In a depressed state
I wanted to write another blog last night but I couldn’t get the words out. I felt super depressed about being in pain and it just caused this downward spiral. I just wanted to die. I still feel this way because my pain is really bad. I didn’t go to PT today because I didn’t sleep. I went to bed after 0400. I thought I would be able to go but I just could not get myself up. I called about an hour before my appt to say I wasn’t going.

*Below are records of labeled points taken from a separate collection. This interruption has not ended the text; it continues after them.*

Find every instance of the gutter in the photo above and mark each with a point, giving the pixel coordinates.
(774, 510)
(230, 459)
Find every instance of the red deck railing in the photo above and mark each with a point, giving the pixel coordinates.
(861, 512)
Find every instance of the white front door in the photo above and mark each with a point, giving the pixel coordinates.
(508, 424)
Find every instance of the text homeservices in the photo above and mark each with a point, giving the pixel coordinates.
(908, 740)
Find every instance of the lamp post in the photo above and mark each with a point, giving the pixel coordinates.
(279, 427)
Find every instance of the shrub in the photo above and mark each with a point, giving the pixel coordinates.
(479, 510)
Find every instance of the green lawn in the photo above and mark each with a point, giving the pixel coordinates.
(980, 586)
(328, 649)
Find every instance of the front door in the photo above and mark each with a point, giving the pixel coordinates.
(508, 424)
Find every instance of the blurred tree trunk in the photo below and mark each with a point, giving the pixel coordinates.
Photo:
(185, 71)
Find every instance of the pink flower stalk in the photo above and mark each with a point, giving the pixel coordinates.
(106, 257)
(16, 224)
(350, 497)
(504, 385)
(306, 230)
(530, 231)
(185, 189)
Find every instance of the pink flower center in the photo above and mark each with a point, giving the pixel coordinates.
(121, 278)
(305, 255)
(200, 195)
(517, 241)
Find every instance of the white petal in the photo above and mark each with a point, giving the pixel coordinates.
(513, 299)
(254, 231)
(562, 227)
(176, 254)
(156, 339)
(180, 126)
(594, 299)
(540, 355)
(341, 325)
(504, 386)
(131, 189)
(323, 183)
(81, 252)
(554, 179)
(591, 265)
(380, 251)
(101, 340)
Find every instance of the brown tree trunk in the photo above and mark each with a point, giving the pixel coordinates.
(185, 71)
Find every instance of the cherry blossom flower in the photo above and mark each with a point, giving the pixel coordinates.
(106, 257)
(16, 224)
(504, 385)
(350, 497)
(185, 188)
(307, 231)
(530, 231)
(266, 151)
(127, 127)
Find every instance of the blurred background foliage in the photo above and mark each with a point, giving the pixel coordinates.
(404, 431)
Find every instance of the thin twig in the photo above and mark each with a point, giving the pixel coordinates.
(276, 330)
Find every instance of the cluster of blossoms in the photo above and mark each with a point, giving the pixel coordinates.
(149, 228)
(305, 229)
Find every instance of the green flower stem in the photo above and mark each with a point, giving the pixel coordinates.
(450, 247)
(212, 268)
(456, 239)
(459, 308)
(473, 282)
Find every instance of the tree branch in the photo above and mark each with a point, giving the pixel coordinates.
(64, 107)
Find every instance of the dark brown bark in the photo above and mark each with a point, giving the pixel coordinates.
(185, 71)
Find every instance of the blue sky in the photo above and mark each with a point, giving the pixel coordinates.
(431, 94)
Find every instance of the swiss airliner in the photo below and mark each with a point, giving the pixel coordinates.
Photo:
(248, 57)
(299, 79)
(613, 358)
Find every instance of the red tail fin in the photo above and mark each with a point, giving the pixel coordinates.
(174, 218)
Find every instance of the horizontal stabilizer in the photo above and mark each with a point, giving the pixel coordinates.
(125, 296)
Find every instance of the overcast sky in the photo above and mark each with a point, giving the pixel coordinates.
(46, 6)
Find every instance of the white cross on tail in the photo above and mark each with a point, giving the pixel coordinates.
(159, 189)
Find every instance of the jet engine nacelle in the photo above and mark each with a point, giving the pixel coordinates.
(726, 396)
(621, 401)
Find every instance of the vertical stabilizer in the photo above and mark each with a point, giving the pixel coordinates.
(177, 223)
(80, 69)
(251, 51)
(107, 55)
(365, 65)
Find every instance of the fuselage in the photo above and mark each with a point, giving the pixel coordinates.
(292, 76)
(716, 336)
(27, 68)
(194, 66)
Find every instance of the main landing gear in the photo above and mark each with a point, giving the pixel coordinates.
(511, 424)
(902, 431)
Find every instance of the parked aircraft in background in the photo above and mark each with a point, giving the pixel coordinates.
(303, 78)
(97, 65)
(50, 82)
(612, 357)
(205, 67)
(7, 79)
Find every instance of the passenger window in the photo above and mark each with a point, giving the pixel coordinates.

I tried calling the courthouse to set up a time for Tuesday. For some stupid reason, I said 9. WTF was I thinking?? So 9 am Tuesday I go with my paperwork to get my name changed legally. Then the headache of calling everyone and their mother starts. I’m going to try and go to Social Security the following week. Depends on how I feel. Once that is done, I will go to the RMV to change and hopefully renew my license. My license expires in Dec so I don’t know if it’s too early to renew. I have to go in person, which is going to be a pain in the ass.
Around 4, I emailed my psych telling her I had enough and that I had a plan and I was going through with it. She wanted me to call her this afternoon. I paged her after I had something to eat. As I was going back to my room, my foot bones exploded with pain. I was again suicidal. I just wanted to die. There is no reason for me to continue going on. I don’t see the point in talking to her, I really don’t. My pain is not going to change, well it will but only for the worst. I’m still waiting to hear back from her. I really don’t care if she doesn’t call. I’m not really in a talking mood.